In this case, the vacancy formation energy will not depend on the atomic distributions and the additional configurational entropy term for vacancies appearing in a binary alloy will be negligible (for details see [18]). Following these reasons, the reduced pair-interaction energy ##\phi/kT = -1.5## was chosen using Eq. (1) to provide an equilibrium vacancy composition of ##c_v \sim 1.24×10^{-4}## in pure A and B as well as in a binary A-B alloy of f.c.c. systems.

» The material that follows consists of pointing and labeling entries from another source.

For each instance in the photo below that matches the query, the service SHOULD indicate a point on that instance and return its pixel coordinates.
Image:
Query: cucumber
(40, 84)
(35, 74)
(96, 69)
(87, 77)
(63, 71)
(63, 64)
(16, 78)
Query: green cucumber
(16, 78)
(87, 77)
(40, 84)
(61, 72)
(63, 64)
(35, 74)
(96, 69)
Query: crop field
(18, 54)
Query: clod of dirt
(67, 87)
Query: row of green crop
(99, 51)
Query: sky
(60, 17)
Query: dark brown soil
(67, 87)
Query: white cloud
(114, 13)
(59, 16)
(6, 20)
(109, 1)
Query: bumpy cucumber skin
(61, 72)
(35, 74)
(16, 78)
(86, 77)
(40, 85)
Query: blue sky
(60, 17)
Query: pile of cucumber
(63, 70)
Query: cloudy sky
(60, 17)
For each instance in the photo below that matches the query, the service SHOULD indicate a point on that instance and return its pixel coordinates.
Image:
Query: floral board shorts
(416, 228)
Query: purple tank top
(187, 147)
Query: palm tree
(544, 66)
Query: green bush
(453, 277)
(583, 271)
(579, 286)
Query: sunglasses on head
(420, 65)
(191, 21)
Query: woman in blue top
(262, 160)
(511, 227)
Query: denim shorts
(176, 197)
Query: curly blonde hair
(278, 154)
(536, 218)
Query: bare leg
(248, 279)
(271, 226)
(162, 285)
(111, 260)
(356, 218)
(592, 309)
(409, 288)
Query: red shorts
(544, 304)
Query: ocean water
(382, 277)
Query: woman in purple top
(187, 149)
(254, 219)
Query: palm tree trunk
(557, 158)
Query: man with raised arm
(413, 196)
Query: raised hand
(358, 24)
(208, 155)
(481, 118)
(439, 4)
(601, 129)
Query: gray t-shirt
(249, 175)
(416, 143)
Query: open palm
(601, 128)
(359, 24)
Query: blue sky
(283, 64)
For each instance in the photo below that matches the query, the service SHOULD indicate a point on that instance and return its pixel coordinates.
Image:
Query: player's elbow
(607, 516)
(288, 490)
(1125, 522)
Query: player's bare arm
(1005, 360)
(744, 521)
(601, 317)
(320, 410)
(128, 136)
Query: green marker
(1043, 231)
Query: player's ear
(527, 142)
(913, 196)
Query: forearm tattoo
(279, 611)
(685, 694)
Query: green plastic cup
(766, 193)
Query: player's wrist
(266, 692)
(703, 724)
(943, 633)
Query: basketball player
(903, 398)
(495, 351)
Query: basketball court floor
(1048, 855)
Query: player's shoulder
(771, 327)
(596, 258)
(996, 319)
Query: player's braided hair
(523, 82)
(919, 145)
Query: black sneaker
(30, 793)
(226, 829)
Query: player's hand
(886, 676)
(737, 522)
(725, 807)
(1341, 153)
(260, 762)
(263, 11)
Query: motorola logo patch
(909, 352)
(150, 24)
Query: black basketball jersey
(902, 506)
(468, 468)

The Kirkendall effect is a phenomenon in materials science where there is a difference in diffusion rates between two different components in a solid material. This results in the formation of voids or pores in the material, leading to changes in its microstructure and properties.
The Kirkendall effect occurs due to a difference in the diffusion rates of two different components in a solid material. This can be caused by differences in atomic size, chemical bonding, or temperature gradients within the material.
Vacancy concentration refers to the number of vacant lattice sites in a solid material. These vacancies can be caused by defects or imperfections in the material, and can affect its properties and behavior.
Pair interaction energy refers to the energy associated with the interaction between two atoms or ions in a solid material. This energy can be influenced by factors such as atomic size, chemical bonding, and temperature, and can play a significant role in the Kirkendall effect.
The Kirkendall effect can have significant impacts on the microstructure and properties of materials. It can lead to changes in porosity, grain boundaries, and diffusion pathways, which can affect mechanical, electrical, and chemical properties of the material. Understanding and controlling the Kirkendall effect is important in materials design and engineering.